Doch wo t-online und Zeit noch zahm zu „framen“ versuchen, da schießt die Frankfurter Rundschau mit Kanonen. Der Kieler Kriminologe Martin Thüne will die Polizeiliche Kriminalstatistik in ihrer jetzigen Form abschaffen. Es handele sich um „eine problematische Datengrundlage“. Man müsse das PKS-System radikal infrage stellen.

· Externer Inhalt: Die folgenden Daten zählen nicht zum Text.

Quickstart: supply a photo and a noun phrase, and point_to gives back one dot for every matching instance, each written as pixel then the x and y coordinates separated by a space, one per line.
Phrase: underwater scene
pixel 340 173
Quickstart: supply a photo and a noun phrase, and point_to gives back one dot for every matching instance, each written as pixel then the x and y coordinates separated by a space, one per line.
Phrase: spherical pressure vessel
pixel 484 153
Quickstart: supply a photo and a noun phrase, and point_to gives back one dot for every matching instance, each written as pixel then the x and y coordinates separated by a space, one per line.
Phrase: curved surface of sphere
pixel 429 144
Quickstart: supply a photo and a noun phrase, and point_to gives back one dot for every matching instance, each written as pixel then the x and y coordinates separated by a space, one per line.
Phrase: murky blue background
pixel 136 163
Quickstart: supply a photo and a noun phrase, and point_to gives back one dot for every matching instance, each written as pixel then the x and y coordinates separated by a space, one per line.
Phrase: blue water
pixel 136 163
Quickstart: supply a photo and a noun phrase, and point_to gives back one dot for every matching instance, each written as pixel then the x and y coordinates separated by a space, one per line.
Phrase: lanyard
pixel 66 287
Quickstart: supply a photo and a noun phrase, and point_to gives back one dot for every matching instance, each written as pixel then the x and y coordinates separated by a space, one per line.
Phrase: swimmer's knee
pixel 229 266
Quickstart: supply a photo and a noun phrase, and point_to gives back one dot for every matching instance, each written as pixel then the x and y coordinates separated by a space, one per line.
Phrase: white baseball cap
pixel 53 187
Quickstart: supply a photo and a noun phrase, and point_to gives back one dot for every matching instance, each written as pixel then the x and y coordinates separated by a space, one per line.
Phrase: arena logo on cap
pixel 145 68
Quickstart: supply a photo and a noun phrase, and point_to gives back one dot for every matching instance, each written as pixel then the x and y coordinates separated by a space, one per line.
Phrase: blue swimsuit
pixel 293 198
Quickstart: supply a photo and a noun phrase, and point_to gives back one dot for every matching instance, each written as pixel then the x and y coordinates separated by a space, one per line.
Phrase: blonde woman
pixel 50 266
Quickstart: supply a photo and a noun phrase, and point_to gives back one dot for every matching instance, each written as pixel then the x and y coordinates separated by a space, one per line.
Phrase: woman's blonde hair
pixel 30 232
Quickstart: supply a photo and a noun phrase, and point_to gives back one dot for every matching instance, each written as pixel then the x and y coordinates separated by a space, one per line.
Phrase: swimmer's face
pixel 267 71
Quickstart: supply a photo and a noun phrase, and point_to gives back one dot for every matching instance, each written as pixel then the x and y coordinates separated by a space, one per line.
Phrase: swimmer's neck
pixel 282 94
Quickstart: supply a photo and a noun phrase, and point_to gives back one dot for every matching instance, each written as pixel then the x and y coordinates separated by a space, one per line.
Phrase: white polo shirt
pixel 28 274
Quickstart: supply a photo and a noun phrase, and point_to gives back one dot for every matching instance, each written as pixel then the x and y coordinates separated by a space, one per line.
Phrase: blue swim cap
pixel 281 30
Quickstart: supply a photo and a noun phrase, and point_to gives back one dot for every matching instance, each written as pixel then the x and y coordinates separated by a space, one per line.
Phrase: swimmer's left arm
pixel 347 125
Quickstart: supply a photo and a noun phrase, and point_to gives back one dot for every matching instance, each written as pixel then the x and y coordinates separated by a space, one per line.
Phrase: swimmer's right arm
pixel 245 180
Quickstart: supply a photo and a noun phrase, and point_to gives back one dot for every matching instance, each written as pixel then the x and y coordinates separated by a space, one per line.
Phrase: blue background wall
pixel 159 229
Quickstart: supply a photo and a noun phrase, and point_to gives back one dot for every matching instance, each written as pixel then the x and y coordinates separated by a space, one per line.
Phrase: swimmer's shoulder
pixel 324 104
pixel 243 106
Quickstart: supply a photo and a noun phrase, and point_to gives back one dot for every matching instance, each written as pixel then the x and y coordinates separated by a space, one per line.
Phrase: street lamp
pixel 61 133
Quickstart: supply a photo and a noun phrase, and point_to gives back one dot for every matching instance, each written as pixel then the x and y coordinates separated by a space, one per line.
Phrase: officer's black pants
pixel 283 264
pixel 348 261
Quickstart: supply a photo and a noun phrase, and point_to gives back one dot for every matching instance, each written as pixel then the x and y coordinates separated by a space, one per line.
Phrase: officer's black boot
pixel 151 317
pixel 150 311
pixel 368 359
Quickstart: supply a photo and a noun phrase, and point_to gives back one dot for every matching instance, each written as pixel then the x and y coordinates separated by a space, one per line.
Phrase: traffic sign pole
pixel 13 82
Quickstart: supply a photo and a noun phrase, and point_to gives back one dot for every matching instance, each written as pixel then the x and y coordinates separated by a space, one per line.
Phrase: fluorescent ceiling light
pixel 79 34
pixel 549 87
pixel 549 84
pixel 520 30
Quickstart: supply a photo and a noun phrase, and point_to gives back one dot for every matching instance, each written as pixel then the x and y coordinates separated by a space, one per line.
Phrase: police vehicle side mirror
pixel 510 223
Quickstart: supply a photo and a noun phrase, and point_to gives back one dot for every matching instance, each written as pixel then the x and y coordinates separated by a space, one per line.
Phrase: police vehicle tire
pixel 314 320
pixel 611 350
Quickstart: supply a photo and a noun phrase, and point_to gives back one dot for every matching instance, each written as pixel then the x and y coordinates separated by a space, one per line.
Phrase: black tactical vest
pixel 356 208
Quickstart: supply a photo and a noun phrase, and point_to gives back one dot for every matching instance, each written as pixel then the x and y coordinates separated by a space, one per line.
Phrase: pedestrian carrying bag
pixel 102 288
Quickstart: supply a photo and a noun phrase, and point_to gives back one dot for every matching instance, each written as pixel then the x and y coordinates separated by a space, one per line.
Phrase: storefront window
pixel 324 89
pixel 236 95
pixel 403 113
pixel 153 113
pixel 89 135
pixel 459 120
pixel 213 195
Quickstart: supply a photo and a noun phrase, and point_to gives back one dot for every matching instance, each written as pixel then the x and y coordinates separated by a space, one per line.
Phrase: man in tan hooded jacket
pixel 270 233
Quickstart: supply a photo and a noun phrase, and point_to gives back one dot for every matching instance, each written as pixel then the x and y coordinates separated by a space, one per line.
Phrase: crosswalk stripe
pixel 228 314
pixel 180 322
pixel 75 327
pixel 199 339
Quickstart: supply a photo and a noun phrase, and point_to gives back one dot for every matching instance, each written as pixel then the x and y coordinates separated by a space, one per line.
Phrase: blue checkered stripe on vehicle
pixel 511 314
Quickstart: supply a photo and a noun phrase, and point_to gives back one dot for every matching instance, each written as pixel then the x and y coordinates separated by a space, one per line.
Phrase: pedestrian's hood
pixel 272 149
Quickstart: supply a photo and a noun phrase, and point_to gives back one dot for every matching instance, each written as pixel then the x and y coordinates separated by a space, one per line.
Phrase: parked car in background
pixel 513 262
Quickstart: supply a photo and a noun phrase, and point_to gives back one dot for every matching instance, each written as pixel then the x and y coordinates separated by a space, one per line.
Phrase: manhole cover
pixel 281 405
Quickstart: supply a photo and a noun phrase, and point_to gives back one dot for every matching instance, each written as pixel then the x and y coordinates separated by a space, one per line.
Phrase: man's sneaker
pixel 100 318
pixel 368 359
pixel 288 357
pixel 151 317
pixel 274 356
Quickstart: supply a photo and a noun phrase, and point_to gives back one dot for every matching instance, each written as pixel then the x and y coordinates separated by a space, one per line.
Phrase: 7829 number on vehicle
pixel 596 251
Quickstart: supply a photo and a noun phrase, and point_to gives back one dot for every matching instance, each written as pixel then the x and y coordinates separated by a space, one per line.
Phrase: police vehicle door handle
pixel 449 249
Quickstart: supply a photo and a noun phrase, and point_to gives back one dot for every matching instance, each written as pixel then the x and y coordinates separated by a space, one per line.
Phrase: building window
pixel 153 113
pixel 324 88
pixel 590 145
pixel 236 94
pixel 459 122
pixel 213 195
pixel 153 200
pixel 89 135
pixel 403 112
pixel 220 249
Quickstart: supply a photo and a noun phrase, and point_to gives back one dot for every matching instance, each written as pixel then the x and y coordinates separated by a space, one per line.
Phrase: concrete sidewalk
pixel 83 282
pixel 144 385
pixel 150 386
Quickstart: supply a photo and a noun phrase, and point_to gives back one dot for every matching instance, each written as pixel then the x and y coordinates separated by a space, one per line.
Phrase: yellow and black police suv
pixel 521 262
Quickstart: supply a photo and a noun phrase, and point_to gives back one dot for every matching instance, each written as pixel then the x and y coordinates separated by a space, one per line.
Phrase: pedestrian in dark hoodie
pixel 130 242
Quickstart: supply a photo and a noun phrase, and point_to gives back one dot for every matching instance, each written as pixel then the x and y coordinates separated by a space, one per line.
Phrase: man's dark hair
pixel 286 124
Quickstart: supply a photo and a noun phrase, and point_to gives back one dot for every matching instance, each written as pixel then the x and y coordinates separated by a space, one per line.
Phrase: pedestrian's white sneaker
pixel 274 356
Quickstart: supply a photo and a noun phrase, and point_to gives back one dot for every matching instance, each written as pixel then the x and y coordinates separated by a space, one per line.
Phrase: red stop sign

Als einen Kritikpunkt führte Thüne an, dass „zumindest in der öffentlichen und politischen Debatte die Zahl von ausländischen Tatverdächtigen regelmäßig ins Verhältnis gesetzt wird zur ausländischen Wohnbevölkerung – also zum Beispiel 40 Prozent an den Tatverdächtigen bei nur 15 Prozent in der Gesamtbevölkerung.“ Da würden aber viele Taten von Tatverdächtigen erfasst, die gar nicht in Deutschland leben. „Das sind reisende Tätergruppen, das sind Touristen, das sind Stationierungskräfte, das sind Pendler. Deswegen wird der Anteil an den Tätern immer größer sein als der Anteil an der Wohnbevölkerung.“
Touristen und Pendler sind also dafür verantwortlich, dass in Deutschland so viele Verbrechen angezeigt werden. Wenn man keine harten Fakten hat, dann reichen zumindest weiche Interpretationen. Und schon hat eine Meinung ein ähnliches Gewicht wie eine Statistik.